There are lots of multimedia and game frameworks for Python. Which ones
have you tried and why are they insufficient?
and web development support is still oriented towards the Java/enterprise user - if CGI
doesn't suffice, that is.

Certainly, some Web frameworks have some element of Java flavouring,
but there's also considerable diversity at least at certain levels.
In the original poster's case, it's seemingly because specific database support seems to
be lacking. Improving the libraries in these areas would hopefully increase the diversity
of Python's potential applications rather than diminish it.

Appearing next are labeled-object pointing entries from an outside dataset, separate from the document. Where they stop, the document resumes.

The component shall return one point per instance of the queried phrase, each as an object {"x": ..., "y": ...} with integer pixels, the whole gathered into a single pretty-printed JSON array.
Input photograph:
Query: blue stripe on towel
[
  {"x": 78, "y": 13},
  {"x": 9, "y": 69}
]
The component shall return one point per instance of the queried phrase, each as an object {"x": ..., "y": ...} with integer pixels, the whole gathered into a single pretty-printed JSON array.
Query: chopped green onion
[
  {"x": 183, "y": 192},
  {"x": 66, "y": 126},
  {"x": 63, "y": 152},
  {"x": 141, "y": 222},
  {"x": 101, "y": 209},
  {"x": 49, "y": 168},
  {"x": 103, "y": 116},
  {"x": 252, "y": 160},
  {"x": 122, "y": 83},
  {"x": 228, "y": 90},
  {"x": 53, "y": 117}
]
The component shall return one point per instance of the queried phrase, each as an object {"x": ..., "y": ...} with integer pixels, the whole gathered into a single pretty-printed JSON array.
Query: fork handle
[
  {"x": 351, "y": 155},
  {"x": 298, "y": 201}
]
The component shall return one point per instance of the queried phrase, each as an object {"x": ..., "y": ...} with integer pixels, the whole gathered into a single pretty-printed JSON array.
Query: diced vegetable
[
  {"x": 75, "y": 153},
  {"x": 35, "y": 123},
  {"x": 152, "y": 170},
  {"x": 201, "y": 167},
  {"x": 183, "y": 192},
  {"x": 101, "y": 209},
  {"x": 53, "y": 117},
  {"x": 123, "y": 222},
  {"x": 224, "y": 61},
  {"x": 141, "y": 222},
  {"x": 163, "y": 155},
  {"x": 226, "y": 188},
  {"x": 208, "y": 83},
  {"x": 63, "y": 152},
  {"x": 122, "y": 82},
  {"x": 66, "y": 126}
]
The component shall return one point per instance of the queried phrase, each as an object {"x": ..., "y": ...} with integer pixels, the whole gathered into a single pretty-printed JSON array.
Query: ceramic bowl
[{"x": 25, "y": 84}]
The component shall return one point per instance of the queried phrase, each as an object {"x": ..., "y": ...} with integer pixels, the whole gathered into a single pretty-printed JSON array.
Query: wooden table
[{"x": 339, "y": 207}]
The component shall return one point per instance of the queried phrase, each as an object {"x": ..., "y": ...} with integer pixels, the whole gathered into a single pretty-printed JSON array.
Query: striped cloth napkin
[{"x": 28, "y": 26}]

Last time I checked, which was admittedly a long time after I actually
needed the modules concerned, support for Oracle with Python was
actually pretty good. I suppose it's a case of the Django people
getting round to gluing the Oracle modules to their object-relational
mapper and making sure that it all still works, and perhaps some
motivated member of the Django community can step forward and do the
work to get it going. Otherwise, no amount of complaining will put the
two technologies together.

Paul
 
B

Ben Sizer

Paul said:
There are lots of multimedia and game frameworks for Python. Which ones
have you tried and why are they insufficient?

PyGame was barely maintained for a year, and is based on SDL which was
also barely maintained for a year, and which hasn't kept up with
hardware advances at all. On the graphical side you can opt for OpenGL,
the Python library for which is also barely maintained (though I hear
work is underway behind the scenes) and doesn't provide much more than
a minimal layer over the C interface anyway. DirectX support only
appeared this year unless you used IronPython, and it doesn't seem very
popular.

Which other frameworks are you thinking of? I know of a variety of
wrappers around individual libraries, and of wrappers around 3D engines
such as Irrlicht and Ogre, but not much else.
Certainly, some Web frameworks have some element of Java flavouring,
but there's also considerable diversity at least at certain levels.

Pretty much every Python web offering revolves around you having your
own server with the luxury of running your own long-running processes
on it. Great for business apps, not much use for the hobbyist or
independent site. There are probably some hosts that will provide
shared hosting for your Django or Turbogears app, but they are not
exactly numerous. The barrier to entry here is much higher than with
PHP or ASP, for example. And even with the full framework approach, the
field has been so fragmented until recently that in terms of community
support, you'd be better off opting for another language. I appreciate
there's a diversity vs. standardisation argument there which may never
be settled, so I accept this is just a personal opinion, but I do think
a critical mass of users is important with any technology.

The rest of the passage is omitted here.